The opinions set forth above are subject to the following qualifications and exceptions:

(a) Our opinions in paragraph 1 is limited to the laws, rules and regulations of the State of New York and the federal laws, rules and regulations of the United States of America and our opinions in paragraph 1 is limited to the Delaware General Corporation Law (in each case including all applicable provisions of the constitution of each such jurisdiction and reported judicial decisions interpreting such laws), and we do not express any opinion herein concerning any other laws.

(b) Our opinions are subject to (i) bankruptcy, insolvency, fraudulent transfer, reorganization, receivership, moratorium or similar laws affecting the rights and remedies of creditors generally and (ii) possible judicial action giving effect to governmental actions or foreign laws affecting creditors’ rights.

(c) Our opinions are subject to general principles of equity exercisable in the discretion of a court (including without limitation obligations and standards of good faith, fair dealing, materiality and reasonableness and defenses relating to unconscionability or to impracticability or impossibility of performance).

This opinion letter has been prepared, and is to be understood, in accordance with customary practice of lawyers who regularly give and lawyers who regularly advise recipients regarding opinions of this kind, is limited to the matters expressly stated herein and is provided solely for purposes of complying with the requirements of the Securities Act, and no opinions may be inferred or implied beyond the matters expressly stated herein. The opinions expressed herein are rendered and speak only as of the date hereof and we specifically disclaim any responsibility to update such opinions subsequent to the date hereof or to advise you of subsequent developments affecting such opinions.

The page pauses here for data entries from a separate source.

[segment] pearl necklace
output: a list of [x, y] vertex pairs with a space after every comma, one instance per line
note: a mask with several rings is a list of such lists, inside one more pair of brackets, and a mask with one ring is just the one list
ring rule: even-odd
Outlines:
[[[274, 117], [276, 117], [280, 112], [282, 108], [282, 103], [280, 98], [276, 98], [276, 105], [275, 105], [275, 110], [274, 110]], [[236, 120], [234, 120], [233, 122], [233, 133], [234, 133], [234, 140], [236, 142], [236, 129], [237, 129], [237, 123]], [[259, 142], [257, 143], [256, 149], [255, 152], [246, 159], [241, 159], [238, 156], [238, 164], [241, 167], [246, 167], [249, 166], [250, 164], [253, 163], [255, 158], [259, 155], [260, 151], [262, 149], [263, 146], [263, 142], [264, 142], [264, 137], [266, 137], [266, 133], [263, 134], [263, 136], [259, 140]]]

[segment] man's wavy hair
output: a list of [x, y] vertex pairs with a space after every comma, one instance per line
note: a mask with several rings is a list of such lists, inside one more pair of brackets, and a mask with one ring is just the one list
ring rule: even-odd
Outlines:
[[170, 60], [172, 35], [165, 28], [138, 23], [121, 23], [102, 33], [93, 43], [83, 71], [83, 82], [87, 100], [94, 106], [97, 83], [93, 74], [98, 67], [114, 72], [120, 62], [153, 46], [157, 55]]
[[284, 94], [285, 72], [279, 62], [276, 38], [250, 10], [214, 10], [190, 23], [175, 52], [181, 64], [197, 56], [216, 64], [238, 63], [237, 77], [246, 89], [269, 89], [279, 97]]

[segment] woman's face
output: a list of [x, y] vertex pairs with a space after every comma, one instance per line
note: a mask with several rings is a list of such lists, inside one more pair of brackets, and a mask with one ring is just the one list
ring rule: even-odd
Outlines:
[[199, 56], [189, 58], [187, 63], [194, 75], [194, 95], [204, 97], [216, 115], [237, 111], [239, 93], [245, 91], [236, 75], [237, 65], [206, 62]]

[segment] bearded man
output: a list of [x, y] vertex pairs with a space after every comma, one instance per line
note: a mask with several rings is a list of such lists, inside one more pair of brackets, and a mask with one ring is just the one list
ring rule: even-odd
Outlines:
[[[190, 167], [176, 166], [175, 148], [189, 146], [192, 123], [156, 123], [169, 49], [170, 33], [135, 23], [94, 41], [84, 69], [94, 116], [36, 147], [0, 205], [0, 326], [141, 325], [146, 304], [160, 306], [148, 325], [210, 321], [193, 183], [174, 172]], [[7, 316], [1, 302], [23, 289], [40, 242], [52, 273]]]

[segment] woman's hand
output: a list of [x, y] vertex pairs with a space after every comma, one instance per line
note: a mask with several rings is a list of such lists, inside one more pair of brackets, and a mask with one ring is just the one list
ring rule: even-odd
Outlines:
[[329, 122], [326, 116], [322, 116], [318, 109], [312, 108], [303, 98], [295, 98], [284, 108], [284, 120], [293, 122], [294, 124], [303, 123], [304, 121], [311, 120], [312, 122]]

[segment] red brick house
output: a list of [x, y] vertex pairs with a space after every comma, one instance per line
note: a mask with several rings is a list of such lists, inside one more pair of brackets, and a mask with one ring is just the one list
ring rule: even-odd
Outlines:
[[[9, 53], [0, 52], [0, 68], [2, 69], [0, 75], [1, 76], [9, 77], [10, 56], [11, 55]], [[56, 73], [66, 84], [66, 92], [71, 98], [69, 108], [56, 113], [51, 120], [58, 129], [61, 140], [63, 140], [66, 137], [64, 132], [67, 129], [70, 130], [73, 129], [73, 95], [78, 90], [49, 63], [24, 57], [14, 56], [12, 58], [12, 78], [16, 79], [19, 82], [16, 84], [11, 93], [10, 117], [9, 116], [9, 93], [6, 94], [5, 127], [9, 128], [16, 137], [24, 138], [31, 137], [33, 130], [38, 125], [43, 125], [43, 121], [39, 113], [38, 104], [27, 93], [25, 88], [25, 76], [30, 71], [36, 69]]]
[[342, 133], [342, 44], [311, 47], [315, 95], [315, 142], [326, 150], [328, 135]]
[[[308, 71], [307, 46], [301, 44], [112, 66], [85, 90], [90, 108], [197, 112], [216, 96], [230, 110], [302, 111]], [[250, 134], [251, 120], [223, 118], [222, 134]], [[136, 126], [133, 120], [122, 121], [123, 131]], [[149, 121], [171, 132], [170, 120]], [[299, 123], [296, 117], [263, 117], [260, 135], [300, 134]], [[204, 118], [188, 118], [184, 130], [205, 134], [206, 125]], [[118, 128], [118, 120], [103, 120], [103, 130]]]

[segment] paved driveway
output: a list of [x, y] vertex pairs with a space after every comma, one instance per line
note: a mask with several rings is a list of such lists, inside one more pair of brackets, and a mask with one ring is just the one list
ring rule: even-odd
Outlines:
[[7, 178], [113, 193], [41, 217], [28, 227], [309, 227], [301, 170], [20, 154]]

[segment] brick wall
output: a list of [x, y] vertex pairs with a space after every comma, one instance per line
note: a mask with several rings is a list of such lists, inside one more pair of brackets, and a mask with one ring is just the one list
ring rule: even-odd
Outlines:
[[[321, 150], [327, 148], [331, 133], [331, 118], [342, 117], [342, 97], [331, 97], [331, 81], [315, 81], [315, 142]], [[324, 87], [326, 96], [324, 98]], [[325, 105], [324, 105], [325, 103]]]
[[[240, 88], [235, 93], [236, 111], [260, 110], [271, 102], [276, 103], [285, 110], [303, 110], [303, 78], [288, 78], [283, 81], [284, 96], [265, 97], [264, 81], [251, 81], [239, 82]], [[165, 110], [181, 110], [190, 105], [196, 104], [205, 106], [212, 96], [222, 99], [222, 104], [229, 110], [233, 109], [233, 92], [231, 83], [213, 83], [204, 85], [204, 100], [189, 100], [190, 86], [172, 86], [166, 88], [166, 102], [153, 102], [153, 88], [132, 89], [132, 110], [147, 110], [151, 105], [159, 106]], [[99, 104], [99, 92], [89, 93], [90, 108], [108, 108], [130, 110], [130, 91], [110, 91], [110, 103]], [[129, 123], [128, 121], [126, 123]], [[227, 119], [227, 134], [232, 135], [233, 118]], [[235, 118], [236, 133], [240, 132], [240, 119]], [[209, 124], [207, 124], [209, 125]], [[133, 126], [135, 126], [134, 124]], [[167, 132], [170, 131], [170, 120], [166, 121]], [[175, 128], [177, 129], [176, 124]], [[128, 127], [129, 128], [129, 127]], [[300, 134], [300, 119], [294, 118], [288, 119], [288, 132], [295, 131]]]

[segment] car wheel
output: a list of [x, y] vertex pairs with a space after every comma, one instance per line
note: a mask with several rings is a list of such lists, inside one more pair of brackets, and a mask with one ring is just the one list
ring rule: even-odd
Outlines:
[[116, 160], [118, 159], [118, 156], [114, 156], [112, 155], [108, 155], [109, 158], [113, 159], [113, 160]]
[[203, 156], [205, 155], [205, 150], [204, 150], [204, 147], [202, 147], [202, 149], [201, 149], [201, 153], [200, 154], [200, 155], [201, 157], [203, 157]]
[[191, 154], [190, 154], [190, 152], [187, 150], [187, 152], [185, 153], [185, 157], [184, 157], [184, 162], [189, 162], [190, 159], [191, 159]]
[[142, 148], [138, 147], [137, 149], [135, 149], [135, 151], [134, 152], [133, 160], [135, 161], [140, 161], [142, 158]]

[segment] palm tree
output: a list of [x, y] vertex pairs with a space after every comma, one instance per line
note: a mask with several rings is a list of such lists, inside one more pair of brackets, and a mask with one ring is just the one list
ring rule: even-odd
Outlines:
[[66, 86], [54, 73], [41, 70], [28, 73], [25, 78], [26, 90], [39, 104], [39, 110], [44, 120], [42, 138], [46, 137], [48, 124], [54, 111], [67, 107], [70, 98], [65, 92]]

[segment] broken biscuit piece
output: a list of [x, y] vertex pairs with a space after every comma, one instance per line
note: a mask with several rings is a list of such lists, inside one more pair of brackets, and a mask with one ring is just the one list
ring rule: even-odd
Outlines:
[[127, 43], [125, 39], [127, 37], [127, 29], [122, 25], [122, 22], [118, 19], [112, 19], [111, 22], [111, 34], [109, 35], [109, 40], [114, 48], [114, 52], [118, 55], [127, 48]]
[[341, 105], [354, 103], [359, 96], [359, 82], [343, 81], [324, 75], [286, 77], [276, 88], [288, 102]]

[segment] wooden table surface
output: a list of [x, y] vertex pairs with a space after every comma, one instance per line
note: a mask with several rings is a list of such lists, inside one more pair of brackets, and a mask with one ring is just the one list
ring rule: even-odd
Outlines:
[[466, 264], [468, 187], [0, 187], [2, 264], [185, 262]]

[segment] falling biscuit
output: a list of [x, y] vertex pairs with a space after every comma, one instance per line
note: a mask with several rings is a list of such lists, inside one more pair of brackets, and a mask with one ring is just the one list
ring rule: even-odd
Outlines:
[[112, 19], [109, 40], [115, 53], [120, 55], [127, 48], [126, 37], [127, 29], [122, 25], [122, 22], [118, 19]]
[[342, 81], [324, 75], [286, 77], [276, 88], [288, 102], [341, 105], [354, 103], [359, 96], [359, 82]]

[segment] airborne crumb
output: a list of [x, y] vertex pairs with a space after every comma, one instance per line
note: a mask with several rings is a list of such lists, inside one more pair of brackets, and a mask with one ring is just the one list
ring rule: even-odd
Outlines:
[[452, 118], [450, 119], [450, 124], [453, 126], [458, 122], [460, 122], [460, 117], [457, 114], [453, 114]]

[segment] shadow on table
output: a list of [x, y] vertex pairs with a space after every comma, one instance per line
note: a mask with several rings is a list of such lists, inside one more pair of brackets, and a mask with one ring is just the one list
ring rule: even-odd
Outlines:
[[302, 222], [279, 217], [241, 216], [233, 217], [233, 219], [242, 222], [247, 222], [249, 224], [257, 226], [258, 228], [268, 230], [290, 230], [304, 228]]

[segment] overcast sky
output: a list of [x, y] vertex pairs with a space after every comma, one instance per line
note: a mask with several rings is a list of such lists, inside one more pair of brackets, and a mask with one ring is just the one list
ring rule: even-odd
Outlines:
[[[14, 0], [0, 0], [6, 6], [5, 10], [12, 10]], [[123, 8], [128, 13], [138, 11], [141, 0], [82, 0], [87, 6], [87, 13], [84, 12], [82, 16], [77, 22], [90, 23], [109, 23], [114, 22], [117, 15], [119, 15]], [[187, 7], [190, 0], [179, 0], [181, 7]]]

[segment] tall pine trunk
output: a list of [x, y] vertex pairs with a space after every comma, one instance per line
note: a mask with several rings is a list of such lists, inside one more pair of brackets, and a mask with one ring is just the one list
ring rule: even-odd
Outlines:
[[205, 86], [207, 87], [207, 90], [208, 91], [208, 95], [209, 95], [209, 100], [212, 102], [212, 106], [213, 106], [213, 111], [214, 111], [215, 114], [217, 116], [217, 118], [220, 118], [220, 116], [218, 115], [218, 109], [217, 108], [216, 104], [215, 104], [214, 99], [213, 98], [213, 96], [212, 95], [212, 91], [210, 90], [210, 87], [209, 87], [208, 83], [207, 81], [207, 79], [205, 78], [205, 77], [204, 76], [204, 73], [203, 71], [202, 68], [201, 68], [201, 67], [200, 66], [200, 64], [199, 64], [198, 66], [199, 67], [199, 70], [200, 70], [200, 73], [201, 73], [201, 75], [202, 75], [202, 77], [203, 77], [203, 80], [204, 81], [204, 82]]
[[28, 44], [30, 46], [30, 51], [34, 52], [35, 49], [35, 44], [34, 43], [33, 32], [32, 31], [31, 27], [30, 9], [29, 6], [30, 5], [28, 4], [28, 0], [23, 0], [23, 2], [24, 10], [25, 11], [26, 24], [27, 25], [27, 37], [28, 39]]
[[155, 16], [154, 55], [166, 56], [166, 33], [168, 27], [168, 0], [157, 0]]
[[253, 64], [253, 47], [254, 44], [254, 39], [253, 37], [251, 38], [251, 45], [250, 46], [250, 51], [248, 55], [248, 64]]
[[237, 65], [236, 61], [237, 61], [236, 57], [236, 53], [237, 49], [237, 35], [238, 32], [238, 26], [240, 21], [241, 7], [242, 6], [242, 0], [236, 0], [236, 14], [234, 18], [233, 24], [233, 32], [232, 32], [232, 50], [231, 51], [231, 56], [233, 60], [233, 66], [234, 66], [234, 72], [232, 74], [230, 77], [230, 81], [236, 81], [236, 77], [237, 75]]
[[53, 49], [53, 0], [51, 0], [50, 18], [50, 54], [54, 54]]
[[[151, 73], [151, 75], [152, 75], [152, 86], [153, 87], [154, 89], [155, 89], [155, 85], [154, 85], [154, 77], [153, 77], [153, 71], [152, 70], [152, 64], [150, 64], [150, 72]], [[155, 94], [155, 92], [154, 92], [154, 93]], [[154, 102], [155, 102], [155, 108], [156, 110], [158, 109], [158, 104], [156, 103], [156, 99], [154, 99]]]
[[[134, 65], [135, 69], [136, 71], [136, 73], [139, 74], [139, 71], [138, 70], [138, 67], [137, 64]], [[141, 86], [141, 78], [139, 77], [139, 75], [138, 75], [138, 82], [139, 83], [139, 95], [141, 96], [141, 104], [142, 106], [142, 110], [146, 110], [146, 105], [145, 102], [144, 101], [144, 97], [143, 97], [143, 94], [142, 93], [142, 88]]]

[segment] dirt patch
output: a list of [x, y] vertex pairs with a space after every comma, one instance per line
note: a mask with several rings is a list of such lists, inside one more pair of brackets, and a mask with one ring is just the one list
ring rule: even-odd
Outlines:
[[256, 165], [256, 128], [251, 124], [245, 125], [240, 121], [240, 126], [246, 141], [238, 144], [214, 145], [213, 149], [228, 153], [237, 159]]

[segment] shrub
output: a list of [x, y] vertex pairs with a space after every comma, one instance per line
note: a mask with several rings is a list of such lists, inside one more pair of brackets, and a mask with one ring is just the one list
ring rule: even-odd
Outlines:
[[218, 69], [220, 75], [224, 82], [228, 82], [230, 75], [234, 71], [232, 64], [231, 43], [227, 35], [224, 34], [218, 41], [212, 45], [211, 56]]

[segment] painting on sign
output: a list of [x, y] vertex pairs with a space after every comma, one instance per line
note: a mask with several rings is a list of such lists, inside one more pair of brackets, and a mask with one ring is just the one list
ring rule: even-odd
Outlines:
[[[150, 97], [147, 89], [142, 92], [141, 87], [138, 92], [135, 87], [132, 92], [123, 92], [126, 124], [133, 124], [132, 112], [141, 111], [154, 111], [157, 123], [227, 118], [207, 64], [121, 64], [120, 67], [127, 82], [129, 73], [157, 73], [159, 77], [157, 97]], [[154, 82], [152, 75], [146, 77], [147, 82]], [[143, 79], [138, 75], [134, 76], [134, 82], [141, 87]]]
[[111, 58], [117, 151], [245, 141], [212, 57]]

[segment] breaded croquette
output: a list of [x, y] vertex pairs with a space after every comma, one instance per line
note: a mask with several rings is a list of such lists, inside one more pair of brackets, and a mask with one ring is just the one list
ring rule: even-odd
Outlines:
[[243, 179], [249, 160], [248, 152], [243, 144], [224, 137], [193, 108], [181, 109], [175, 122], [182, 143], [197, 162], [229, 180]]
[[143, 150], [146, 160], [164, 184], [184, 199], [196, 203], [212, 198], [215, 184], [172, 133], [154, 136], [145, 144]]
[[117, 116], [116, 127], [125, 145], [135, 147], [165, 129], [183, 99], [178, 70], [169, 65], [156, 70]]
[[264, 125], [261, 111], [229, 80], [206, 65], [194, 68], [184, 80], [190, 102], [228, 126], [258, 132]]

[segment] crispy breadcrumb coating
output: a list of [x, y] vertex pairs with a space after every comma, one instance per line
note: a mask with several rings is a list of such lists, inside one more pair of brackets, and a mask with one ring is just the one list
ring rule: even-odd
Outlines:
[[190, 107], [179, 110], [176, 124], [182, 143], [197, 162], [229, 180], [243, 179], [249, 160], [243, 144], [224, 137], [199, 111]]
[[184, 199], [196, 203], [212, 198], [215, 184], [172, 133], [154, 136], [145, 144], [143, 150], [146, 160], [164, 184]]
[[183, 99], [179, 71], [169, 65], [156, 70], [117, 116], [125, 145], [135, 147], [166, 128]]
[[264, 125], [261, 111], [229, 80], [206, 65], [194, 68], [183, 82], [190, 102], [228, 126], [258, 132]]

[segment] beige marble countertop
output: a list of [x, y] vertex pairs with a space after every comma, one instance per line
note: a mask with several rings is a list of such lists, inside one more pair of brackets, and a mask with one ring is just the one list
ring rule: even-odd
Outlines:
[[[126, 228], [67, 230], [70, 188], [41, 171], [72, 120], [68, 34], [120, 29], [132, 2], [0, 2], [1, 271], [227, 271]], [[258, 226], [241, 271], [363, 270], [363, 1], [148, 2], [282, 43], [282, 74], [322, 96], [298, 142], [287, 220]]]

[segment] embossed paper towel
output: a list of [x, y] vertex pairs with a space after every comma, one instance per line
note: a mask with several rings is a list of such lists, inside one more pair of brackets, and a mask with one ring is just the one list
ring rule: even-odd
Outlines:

We consent to the filing of this opinion with the Commission as Exhibit 5.1 to the Registration Statement. We also consent to the reference of our firm under the caption “Legal Matters – Validity of Securities” in the Registration Statement. In giving this consent, we do not thereby admit that we are in the category of persons whose consent is required under Section 7 and Section 11 of the Securities Act or the rules and regulations of the Commission promulgated thereunder, nor do we admit that we are experts with respect to any part of the Registration Statement within the meaning of the term “expert” as used in the Securities Act or the related rules and regulations of the Commission promulgated thereunder.